Interview with a hard-working publisher

Rena Mlodecki, publisher for newspapers in Bishop and Mammoth, in a photo from the California Newspaper Publishers Association article.

If you’re in the newspaper business — large daily, small weekly, it doesn’t matter — then you owe it to yourself to read an interview with Publisher Rena Mlodecki in the current issue of California Publisher.

She’s the regional publisher for Horizon Publications, owner of the Inyo Register in Bishop and Mammoth Times in Mammoth, which puts her close enough to Nevada that we ought to pay attention.

Why?

Because Mlodecki has the experience and smarts to understand how to operate a community newspaper — which means having a vision and working hard to make it succeed.

Here are just a couple of excerpts:

What’s the most important thing you learned along the way that prepared you to be a publisher?

Know your market. Make your newspaper irresistible and an information package for the community. Do not let your staff decide what the market wants or tell you “that is the way we’ve always done it.” That is the publisher’s vision. It comes from the top.

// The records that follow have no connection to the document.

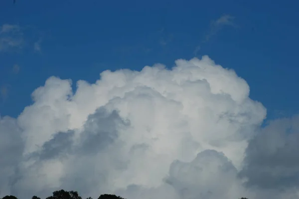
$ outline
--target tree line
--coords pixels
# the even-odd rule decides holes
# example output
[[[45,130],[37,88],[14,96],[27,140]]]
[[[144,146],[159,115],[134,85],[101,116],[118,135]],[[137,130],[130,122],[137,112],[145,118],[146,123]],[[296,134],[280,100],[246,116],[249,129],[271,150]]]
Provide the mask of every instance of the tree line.
[[[0,199],[18,199],[14,196],[6,196]],[[40,199],[40,198],[33,196],[31,199]],[[77,192],[71,191],[69,192],[61,190],[53,192],[52,196],[49,196],[46,199],[82,199],[78,194]],[[86,199],[93,199],[91,197],[87,198]],[[100,195],[98,199],[125,199],[120,196],[112,194],[102,194]],[[241,198],[239,199],[248,199],[246,198]]]

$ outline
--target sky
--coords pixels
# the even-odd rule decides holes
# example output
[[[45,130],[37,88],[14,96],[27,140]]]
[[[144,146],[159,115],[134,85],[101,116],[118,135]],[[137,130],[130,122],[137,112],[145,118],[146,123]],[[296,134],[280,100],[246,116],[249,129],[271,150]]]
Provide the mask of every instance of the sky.
[[[0,1],[0,198],[299,199],[299,3]]]

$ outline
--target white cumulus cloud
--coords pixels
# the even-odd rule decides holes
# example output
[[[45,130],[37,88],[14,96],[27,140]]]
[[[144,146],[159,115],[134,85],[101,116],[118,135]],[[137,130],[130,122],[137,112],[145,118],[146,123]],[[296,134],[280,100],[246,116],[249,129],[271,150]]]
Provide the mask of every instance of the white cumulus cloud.
[[[298,198],[294,187],[268,194],[248,185],[259,185],[247,175],[259,158],[247,147],[266,110],[246,81],[207,56],[175,64],[106,70],[75,93],[70,80],[49,78],[17,118],[0,119],[0,197],[64,189],[94,198]]]

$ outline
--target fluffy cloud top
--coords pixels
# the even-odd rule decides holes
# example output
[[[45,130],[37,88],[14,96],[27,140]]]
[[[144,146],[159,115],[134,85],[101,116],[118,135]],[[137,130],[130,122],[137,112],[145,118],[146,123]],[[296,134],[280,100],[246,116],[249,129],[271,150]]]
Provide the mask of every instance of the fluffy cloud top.
[[[298,198],[296,181],[270,192],[258,180],[274,174],[279,185],[284,169],[296,174],[297,162],[275,158],[294,157],[284,154],[298,142],[285,137],[297,135],[259,133],[266,109],[233,70],[207,56],[175,64],[106,70],[75,93],[71,80],[48,79],[17,118],[0,119],[0,197],[64,189],[131,199]],[[263,172],[271,164],[279,168]]]

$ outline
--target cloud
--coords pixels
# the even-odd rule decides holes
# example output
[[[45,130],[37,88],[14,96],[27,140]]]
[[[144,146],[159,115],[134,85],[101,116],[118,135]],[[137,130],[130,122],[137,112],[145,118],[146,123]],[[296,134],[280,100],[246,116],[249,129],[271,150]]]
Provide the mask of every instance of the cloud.
[[[9,84],[3,84],[0,87],[0,96],[3,100],[6,99],[8,96],[8,90],[10,85]]]
[[[225,14],[220,16],[216,20],[212,20],[210,23],[210,27],[207,31],[207,33],[204,35],[204,37],[201,42],[201,44],[208,42],[211,38],[215,35],[220,31],[223,27],[225,26],[230,26],[235,27],[236,25],[233,22],[234,17],[228,14]],[[200,50],[201,45],[198,45],[193,51],[194,56],[197,56],[198,53]]]
[[[24,44],[23,33],[19,26],[4,24],[0,27],[0,52],[19,49]]]
[[[241,175],[249,187],[299,187],[299,116],[270,122],[249,142]]]
[[[40,40],[40,39],[39,39],[39,40],[38,40],[38,41],[34,42],[34,44],[33,44],[34,51],[40,52],[41,51],[41,48],[40,47],[41,43],[41,40]]]
[[[204,56],[100,76],[75,92],[51,77],[17,118],[1,118],[0,197],[64,189],[94,198],[299,198],[296,180],[282,186],[297,174],[296,133],[260,132],[271,129],[261,127],[266,110],[233,70]],[[257,176],[273,164],[271,189]]]
[[[223,27],[225,26],[234,26],[235,24],[233,22],[234,17],[225,14],[221,16],[216,20],[211,22],[210,24],[210,29],[208,33],[205,36],[204,42],[208,41],[211,37],[216,35]]]
[[[12,66],[12,72],[14,74],[17,74],[20,71],[20,66],[18,65],[15,64]]]

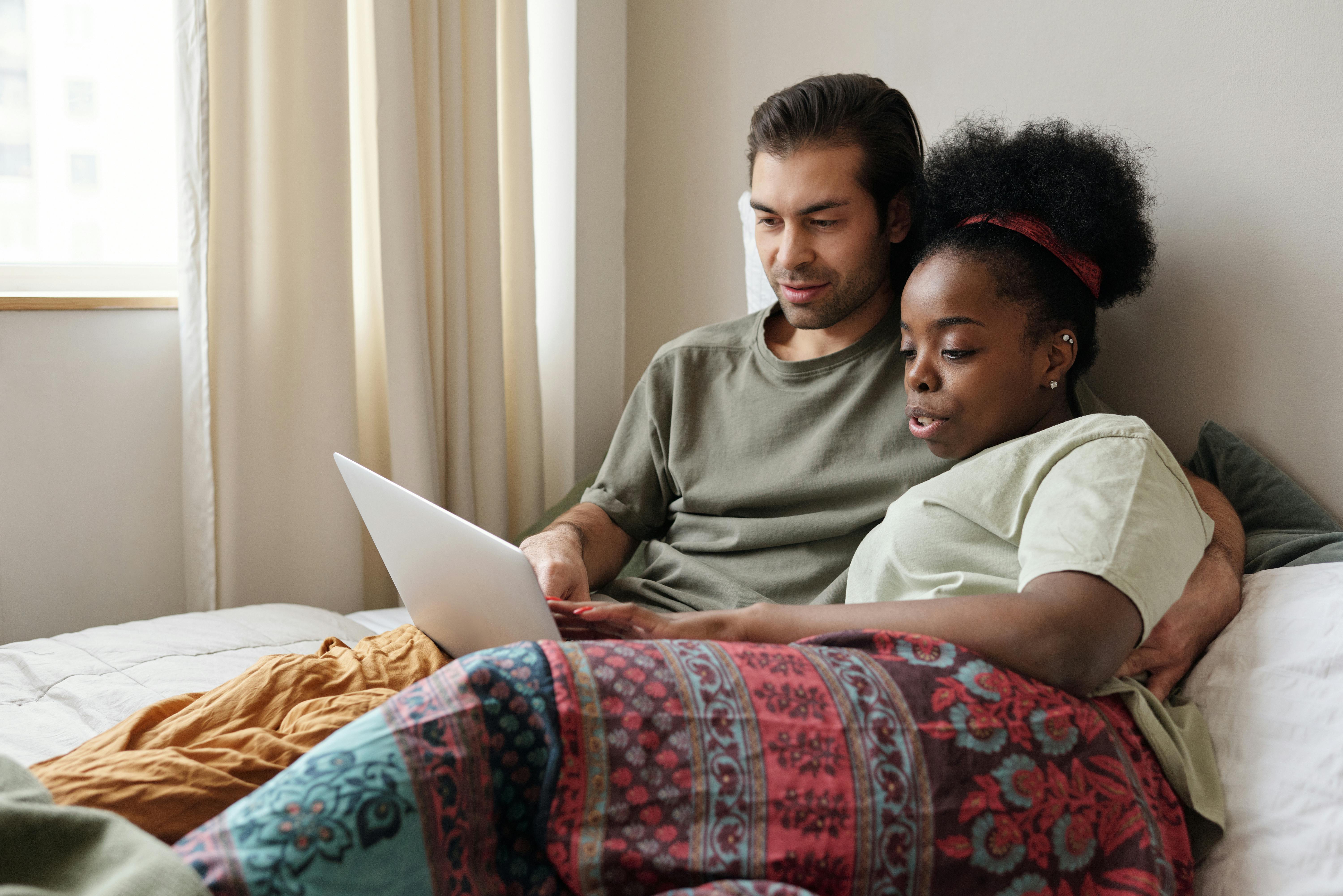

As a local publisher, do you run it like you own it? And how does that work?

I always run them as though I own them. This is not a day job. You can talk about all the initiatives and blueprints and trends you want, but you have to know how to implement them and bird-dog them. You keep bird-dogging and understand that “what gets measured gets done.” You may have to make staff changes and take a look at the veterans who have 17 years or one year’s experience. Can they change? Will they embrace the initiatives? Arm wrestling with your own staff is a waste of time, and tolerating complacency or bad attitudes will hurt your paper financially.

Newspapers have to make money, but you can’t put out junk and expect readers to subscribe to it. That’s a big problem with concentrated ownership along with their digital emphasis. There are good market opportunities for digital, but don’t abandon the print dollars. My instinct is that online newspapers lack credibility. You can Google a lot of misinformation to prove your point with any topic, and you don’t want your masthead alongside those illusions.